LUSAKA (10 December 2010) – In conclusion of her official visit to Zambia the Special Rapporteur of the United Nations Human Rights Council on violence against women, its causes and consequences, Ms. Rashida Manjoo, delivered the following preliminary findings:
“At the outset, I would like to express my appreciation for the cooperation extended to me by the Government. I am grateful to all my interlocutors, including State officials, representatives of civil society organisations, representatives of United Nations agencies, and individual victims of violence that shared their personal experiences with me.
I could not have a better opportunity to conclude my visit on the same day when we commemorate the end of the 16 Days of Activism against Gender Based Violence and human rights day. And I could not have a better opportunity to recall some of the international obligations the Zambian State committed to when it ratified most of the major international and regional human rights instruments, including the Convention on the Elimination of All Forms of Discrimination against Women and the Protocol to the African Charter on Human and People’s Rights on the Rights of Women in Africa.
It is an exciting time for this country, a time which is seeing important constitutional and law review processes aimed at strengthening and accelerating efforts to eradicate violence against women and uphold women’s rights. These processes demonstrate political will and openness to tackle the current challenges that women still face in Zambia.
Yet I am saddened to learn that, according to the draft Constitution of 27 August 2010 which was shared by the Government, existing article 23.4 which permits discriminatory laws and practices in the area of personal laws and customary law may be retained despite the guarantee of equal status of women found in article 11 of the current Constitution.

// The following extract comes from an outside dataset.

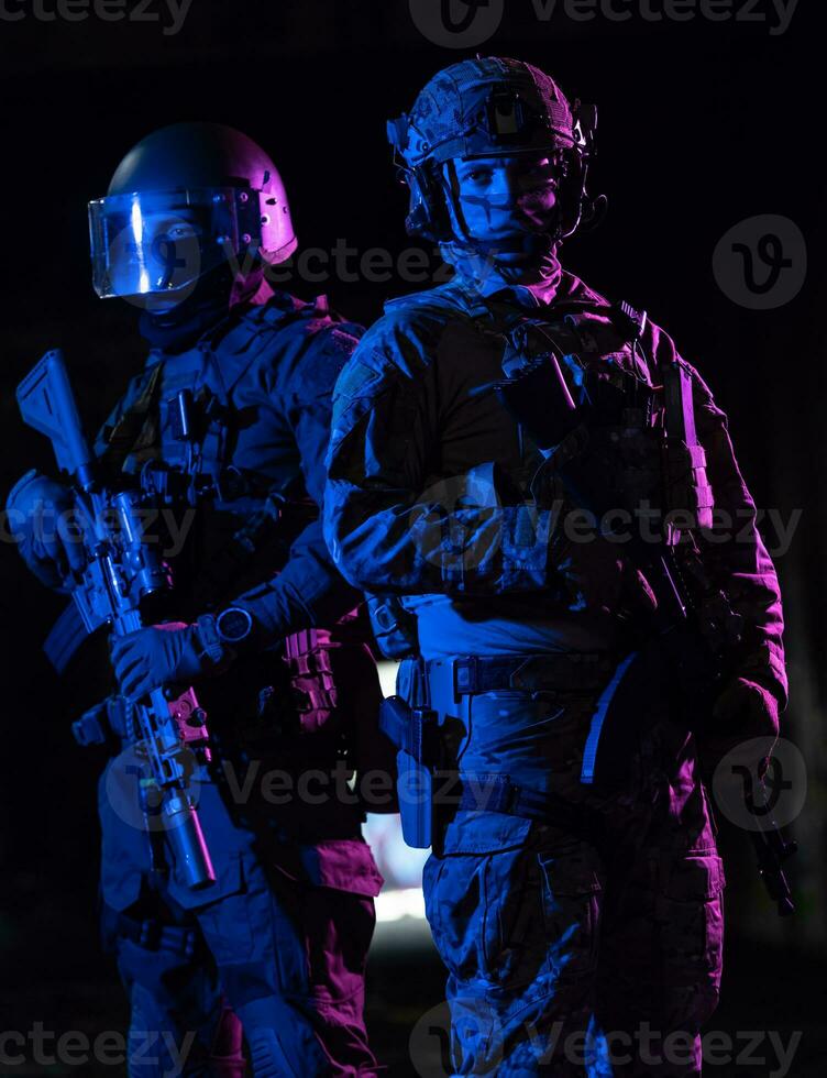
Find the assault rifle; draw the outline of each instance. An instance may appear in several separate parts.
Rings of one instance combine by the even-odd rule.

Back in 2002 the Committee on the Elimination of Discrimination against Women (CEDAW) called on the Government to repeal article 23.4 as it permits discrimination in the areas of law that most affect women. In 2007 the Human Rights Committee also reiterated this call, and recently CEDAW requested the State to provide information on the follow-up to its earlier recommendation.
The Gender Based Violence Bill currently before Parliament is an important step forward in providing frameworks that should be ultimately conducive to strengthening the fight against all forms of violence. All stakeholders I interacted with are hopeful that this Bill may be adopted soon. While understanding these hopes, I encourage all stakeholders to be ready with a plan for implementation of the Bill including financial and capacity-building plans. Experiences in other countries have shown that some legislation remains good on paper only, despite its intention to prevent, protect, punish and provide reparation for women who have been subjected to violence. This is part of the due diligence obligation of Zambia according to international law and more specifically the Convention on the Elimination of All Forms of Discrimination against Women and the UN Declaration on Violence against Women.

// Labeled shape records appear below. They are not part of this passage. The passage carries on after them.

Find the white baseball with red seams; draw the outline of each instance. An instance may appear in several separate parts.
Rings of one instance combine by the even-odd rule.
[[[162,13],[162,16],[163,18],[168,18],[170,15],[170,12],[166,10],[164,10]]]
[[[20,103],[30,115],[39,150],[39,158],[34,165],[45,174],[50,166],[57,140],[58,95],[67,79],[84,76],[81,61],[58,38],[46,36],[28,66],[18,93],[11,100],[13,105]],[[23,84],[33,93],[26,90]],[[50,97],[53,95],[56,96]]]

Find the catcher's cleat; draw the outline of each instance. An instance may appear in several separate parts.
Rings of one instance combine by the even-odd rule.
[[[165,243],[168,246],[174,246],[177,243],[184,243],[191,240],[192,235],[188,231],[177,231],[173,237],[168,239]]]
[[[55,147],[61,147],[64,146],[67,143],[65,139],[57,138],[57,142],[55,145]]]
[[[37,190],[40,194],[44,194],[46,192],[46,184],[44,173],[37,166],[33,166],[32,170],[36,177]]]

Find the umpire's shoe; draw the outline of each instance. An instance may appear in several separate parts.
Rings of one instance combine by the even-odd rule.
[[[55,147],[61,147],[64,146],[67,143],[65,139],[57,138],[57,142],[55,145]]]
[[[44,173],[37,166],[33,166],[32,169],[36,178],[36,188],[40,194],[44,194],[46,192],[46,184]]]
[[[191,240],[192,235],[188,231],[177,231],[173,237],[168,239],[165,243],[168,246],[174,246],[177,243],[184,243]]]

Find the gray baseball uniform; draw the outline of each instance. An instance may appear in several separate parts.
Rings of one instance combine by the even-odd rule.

We know that law is not a panacea for social problems and the persistence of negative customary and religious practices continues to exacerbate discrimination against women and women’s position of dependence and subordination. I welcome the efforts taken by State institutions to regulate some of these practices, including inheritance practices, sexual cleansing, marriage and land tenure systems. Legislative efforts must be continuously pursued alongside massive endeavours to educate and change the mindsets of men, women and children, through all available means including schools, traditional and religious leaders, and the media.
Zambia does not seem to be immune from practices of violence against women committed or condoned by State agents. In this regard I was informed that female detainees, whether in police custody or in prisons, have to endure harsh living conditions, including little medical attention for pre-natal and post-natal care and treatment, and for HIV/AIDS and tuberculosis testing, and with little or no adequate nutrition support. Women in detention facilities are also subjected to abuse, violence and humiliating and degrading punishment in order to extract confessions. Women are also offered release in exchange for sex.

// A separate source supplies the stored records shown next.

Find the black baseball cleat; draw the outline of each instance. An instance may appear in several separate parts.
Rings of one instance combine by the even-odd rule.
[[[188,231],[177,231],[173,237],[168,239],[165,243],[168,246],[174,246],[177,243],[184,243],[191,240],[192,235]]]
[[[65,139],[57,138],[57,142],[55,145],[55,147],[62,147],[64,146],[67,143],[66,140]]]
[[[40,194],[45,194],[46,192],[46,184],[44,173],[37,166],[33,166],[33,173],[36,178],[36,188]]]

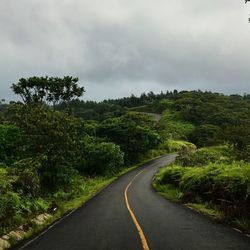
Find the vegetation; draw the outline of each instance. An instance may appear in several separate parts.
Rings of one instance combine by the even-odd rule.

Zambia is a vibrant society which is not afraid of change. I encourage all stakeholders to take advantage of this moment in order to promote human rights for all and keep violence against women on the national agenda. I also call on all duty bearers to take on their responsibilities to translate laws and policies into reality for all rights-holders. The challenging of negative practices which violate women’s equality and non-discrimination rights requires action at both the state and non-state level.
My findings will be discussed in a comprehensive way in the report I will present to the United Nations Human Rights Council in June 2011.
Ms. Rashida Manjoo (South Africa) was appointed Special Rapporteur on Violence against women, its causes and consequences in June 2009 by the UN Human Rights Council, for an initial period of three year. As Special Rapporteur, she is independent from any government or organization and serves in her individual capacity. Ms. Manjoo is also a Professor in the Department of Public Law at the University of Cape Town.